Re: "Porting" fiction to Traveller: Plausibility question
Rob O'Connor 16 Dec 2017 02:30 UTC
Jeff Zeitlin wrote:
> Simple question, straight up: Is it plausible that canids (or
> xenopseudocanids) of some sort could be domesticated and bred up to a
> size that would make them usable as cavalry mounts?
Maybe. How big and fast does a cavalry mount need to be?
Who are the riders and what are they carrying?
Look up Epicyon ("more than a dog"), a Miocene era predator native to
North America that cracked 100kg body mass.
Biggest mammalian land carnivore looks like a variety of sabre-tooth
tiger, 'Smilodon populator' that topped out at 440kg.
There are biomechanical constraints on limb loading, most notably the
humeri, that may limit further increases in size - you can't run any
faster without risking catastrophic forelimb fractures.

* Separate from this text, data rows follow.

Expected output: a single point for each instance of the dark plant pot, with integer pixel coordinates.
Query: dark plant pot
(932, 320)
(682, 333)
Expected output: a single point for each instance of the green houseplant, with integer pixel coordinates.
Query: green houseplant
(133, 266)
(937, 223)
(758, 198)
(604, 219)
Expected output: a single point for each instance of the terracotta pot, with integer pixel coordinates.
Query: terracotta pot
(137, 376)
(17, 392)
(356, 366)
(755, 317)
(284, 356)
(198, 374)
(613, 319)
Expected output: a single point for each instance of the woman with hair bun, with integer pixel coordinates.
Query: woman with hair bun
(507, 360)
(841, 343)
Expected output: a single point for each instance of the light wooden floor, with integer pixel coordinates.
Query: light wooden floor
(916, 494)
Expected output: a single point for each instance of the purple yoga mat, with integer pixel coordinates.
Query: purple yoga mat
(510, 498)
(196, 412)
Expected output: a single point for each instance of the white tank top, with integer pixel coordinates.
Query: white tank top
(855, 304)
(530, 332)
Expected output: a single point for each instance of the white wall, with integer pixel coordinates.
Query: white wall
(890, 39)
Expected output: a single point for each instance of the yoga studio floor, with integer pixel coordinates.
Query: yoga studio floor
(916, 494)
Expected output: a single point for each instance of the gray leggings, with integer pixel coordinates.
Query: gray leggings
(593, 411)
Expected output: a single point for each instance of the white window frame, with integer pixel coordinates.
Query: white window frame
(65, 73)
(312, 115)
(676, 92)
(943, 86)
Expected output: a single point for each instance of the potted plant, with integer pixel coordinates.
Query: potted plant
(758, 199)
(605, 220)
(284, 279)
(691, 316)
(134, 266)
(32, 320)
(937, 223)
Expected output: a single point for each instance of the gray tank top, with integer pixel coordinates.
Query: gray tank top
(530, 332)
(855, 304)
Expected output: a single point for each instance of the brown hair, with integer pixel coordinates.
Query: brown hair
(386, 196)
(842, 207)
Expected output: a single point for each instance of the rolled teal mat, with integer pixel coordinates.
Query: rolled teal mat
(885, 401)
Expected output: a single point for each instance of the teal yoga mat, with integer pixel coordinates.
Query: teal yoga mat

Spine structure isn't that big a deal as long as the load is distributed
to be borne over the shoulders/thoracic spine.
Logistics are important as well, as other posters have noted. A
herbivore without a fussy diet enables foraging rather than carrying
food. Contrast horses with cows, sheep and goats for points along the
'fussy diet spectrum'.
Large carnivores are going to need a supply train of meat. Lots of it.
Otherwise you are going to deplete the countryside of other animal life
with every march.
Alternate cavalry animals? I'd use elephants, larger antelopes, or
theropod dinosaurs as a starting point.
Selective breeding will take a few dozen animal generations to choose
required traits; with Traveller tech levels this could be shortened by
perhaps five fold with advanced genetic engineering (do the introduced
traits remain stable in the population without deleterious effects?).